Child marriage and teenage pregnancies is second leading cause of deaths among girls between ages 15 and 19 due to complications of pregnancy and childbirth including VESICO Viginal Fistula, VVF, Chief Duruiheoma lamented.
Nigeria Demographic and Health Survey Data, NDHS, (2013) shows that an estimated 23% of women aged 15-19 have began childbearing out of which 17% have had their first child and 6% are pregnant with their first child. Also 32% of teenagers in rural areas have begun childbearing and 10% in urban areas of Nigeria. The report shows disparities within the geo-political zones as follows- Northwest 36%,, Northeast 32%, North Central 19%, South Central 12%, South East 8% and South West 8%.
The Minister of Women Affairs and Social Development, Senator Aisha Alhassan also during the WPD has said that child marriage remains one of the major challenges affecting investment in teenage girls in Nigeria, as she promised that her ministry and relevant stakeholders are planning a National Launch of Campaign to End Child Marriage in Nigeria.
Child marriages is not only common among the illiterates and have-nots in our society because there are instances where the rich and educated also indulge in this practice and it is also a common practice with paedophiles, men who easily fall in love with minors.
Owing to the bad effects of child marriage on the next generation of girls, two African countries, Gambia and Tanzania, last week banned child marriage, with tough penalties for those who breach the rulings.
President Yayha Jamme of Gambia during the country’s Eid –ul – Fitr celebrations had announced that anyone marrying a girl below 18 would be jailed for up to 20 years.
He had warned that parents and imams who perform the ceremonies would also face prison.
“If you want to know whether what I am saying is true or not, try it tomorrow and see”, he warned.
In December last year, the Gambian president also banned female genital mutilation (FGM), with a prison sentence of up to three years for those that ignored the ban.
Also in Tanzania, a high court ruling imposed an outright ban on marriage of under-age of 18 for boys and girls, with appropriate sanctions.
In the Gambia about 30% of underage girls are married , while in Tanzania the rate is 37%.Before the Tanzania ruling, girls as young as 14 could marry with parental consent, while it was 18 for boys.
Child marriage and teenage pregnancies has done enough harm to adolescent girls as well as deflating the potentials of young girls who hitherto would have realised their potentials and contribute to the national development of the country.
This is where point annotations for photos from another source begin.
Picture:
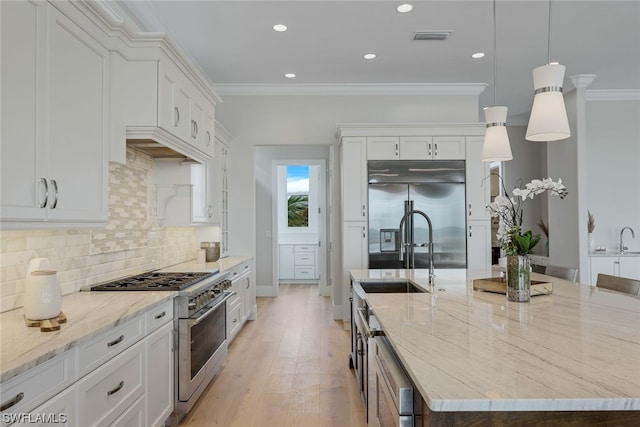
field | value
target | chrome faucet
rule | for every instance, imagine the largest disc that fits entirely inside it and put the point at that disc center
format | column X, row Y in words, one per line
column 411, row 260
column 633, row 236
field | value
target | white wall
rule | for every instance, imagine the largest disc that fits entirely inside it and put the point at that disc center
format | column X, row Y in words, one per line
column 613, row 162
column 309, row 120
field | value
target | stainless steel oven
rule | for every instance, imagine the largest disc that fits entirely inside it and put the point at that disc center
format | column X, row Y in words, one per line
column 200, row 322
column 202, row 344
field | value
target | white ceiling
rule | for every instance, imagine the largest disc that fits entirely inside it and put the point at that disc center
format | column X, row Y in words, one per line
column 235, row 45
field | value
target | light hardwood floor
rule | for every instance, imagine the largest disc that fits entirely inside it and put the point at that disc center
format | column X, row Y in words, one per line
column 288, row 368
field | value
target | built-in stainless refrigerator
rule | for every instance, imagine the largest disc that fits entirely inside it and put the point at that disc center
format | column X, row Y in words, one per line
column 435, row 187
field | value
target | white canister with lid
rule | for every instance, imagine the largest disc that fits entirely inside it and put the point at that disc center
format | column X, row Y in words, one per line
column 42, row 293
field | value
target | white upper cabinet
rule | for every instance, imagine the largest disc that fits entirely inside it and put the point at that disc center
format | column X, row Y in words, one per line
column 415, row 148
column 54, row 115
column 354, row 178
column 477, row 180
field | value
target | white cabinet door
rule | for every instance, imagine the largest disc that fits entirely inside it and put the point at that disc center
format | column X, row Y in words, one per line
column 447, row 147
column 159, row 375
column 354, row 178
column 174, row 103
column 77, row 78
column 604, row 265
column 202, row 193
column 415, row 147
column 478, row 188
column 286, row 262
column 629, row 267
column 23, row 149
column 354, row 247
column 479, row 245
column 383, row 148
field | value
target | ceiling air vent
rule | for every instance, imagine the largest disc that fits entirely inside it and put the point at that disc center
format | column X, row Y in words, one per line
column 432, row 35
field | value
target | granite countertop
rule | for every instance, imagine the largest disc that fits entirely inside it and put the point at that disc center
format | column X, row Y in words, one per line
column 88, row 313
column 466, row 350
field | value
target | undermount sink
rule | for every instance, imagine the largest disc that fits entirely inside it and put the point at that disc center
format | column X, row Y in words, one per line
column 389, row 287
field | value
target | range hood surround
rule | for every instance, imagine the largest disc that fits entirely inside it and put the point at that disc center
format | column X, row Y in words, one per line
column 158, row 143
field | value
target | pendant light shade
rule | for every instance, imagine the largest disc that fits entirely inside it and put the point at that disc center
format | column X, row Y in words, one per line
column 496, row 147
column 548, row 121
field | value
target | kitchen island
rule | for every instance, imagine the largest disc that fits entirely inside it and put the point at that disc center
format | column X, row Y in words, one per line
column 573, row 356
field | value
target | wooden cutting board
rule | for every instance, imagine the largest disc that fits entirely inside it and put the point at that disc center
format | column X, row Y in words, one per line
column 47, row 325
column 499, row 285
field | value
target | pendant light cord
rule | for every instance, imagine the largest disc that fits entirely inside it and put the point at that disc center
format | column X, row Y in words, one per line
column 549, row 37
column 495, row 56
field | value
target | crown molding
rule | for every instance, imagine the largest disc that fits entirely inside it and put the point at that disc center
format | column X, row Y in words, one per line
column 613, row 95
column 461, row 89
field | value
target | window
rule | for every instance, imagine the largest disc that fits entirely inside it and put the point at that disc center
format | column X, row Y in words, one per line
column 298, row 195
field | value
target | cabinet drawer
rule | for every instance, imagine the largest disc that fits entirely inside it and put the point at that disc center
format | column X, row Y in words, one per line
column 158, row 316
column 305, row 273
column 107, row 344
column 61, row 410
column 133, row 416
column 305, row 258
column 105, row 393
column 30, row 389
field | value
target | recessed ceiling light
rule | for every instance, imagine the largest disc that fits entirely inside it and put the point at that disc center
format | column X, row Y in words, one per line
column 404, row 8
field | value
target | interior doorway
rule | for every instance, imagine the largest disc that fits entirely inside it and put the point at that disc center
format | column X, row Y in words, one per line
column 300, row 225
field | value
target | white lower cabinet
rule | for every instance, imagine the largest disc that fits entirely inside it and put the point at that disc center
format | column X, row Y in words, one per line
column 120, row 377
column 623, row 266
column 298, row 262
column 106, row 393
column 241, row 306
column 61, row 410
column 159, row 375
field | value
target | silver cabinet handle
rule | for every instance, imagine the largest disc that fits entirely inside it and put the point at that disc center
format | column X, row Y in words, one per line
column 117, row 389
column 55, row 194
column 12, row 402
column 116, row 341
column 46, row 193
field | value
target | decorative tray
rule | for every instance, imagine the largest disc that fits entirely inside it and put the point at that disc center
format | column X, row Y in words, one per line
column 499, row 285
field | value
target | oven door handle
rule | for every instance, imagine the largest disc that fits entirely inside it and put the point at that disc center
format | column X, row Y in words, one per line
column 194, row 322
column 368, row 331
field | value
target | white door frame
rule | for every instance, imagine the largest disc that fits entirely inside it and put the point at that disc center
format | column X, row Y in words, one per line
column 323, row 282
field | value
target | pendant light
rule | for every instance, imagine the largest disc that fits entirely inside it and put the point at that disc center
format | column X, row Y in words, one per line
column 496, row 147
column 548, row 120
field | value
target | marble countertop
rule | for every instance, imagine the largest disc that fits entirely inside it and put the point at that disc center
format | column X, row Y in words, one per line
column 88, row 313
column 466, row 350
column 615, row 253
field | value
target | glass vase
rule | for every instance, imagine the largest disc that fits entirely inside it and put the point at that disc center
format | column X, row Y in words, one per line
column 518, row 278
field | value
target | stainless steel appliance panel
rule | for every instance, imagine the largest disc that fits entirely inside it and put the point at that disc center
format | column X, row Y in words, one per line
column 434, row 187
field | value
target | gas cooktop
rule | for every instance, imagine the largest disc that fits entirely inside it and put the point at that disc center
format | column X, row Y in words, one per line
column 154, row 281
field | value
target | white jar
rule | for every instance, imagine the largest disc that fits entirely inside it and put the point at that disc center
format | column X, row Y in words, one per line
column 42, row 295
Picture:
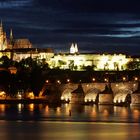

There is an adage that says that what a man can do a woman can do better. This means that adolescent girls can do as much as their male counterparts.
Nigeria should take a cue from these two African countries namely Gambia and Tanzania to place a ban and stiff penalties on parents and their accomplices who aid child marriage. But before this can be achieved those recalcitrant states which have refused to domesticate the Child Rights Act should be forced to do so and place sanctioned for non-compliance.
This is the only way forward to move the country and to realize most of the Sustainable Development Goals which centres on girls and the future of the next generation of Nigerian mothers.